山中人語
趣旨
「山中、人語を聞かず」。
高度経済成長を経て、今、日本の多くの山村では、豊かな森はうち捨てられ、人々は平野へと下り、荒れ果てた廃屋と畑が、過疎と高齢化の流れの中で、なすすべもなくひっそりと佇んでいます。
私たち「里山研究庵Nomad」がある、鈴鹿山中の奥山の集落、大君ヶ畑(おじがはた)の周辺にも、かつては子供たちのはしゃぐ声が、山の静寂を破って、こずえから空へと高く響き渡っていただろう、そんな廃村の跡が、散在しています。
ついこの間まで、ここには確かに人々の暮らしがあったという痕跡に遭遇した時、人はきっと、自然にとけ込むように生きてきた、先人たちの努力と叡智の積み重ねが、悠久の歴史から見れば、まさに一瞬のうちに消え去ったことを知り、自分たち現代人の浅はかさを悟ることでしょう。

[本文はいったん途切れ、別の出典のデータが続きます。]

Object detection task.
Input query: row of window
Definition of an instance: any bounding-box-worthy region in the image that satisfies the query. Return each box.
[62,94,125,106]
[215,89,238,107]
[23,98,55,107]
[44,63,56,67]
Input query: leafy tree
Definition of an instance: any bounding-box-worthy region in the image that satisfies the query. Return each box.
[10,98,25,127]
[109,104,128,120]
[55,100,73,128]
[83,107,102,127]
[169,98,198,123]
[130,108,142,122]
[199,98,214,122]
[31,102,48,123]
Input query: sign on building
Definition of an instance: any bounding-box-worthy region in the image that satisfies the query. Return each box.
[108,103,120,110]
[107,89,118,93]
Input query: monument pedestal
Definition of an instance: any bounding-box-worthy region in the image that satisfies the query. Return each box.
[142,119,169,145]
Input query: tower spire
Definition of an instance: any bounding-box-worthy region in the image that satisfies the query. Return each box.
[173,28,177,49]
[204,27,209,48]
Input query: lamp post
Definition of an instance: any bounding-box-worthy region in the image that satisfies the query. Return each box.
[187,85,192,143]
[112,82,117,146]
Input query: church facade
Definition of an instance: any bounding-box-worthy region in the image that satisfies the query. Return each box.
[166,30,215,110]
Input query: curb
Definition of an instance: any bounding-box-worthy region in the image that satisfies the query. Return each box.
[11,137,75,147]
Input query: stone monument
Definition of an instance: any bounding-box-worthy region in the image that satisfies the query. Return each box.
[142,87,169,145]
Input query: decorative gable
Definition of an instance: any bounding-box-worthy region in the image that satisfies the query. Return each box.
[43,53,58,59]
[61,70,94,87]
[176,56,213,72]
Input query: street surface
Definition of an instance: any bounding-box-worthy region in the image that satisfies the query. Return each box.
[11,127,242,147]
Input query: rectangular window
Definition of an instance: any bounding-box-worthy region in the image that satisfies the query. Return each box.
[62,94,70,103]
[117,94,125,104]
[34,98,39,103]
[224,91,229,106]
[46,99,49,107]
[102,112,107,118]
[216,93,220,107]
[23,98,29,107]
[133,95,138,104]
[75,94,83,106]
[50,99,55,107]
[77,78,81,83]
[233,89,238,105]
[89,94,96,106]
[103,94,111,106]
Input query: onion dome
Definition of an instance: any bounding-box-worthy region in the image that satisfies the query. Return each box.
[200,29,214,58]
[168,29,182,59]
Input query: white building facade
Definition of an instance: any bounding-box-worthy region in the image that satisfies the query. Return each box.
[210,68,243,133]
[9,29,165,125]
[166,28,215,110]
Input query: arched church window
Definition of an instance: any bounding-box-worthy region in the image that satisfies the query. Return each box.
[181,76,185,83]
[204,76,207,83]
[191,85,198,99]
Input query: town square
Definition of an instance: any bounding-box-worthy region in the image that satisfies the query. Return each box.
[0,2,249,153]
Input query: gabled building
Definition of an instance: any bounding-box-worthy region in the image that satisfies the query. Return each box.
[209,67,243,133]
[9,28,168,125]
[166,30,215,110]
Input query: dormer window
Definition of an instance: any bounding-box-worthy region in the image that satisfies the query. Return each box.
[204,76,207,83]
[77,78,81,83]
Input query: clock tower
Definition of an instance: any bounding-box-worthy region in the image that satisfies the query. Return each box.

こんな山中の一隅から、私たちの今を見つめ、21世紀の未来を見通したい・・・。
そんな願いを込めて、この「山中人語」はスタートします。
このコーナーでは、四季折々の山の自然とそこに生きる人々の暮らし、さらには、社会、経済、世界の動きにもふれて、気のおもむくままに書き留めてゆければと、思います。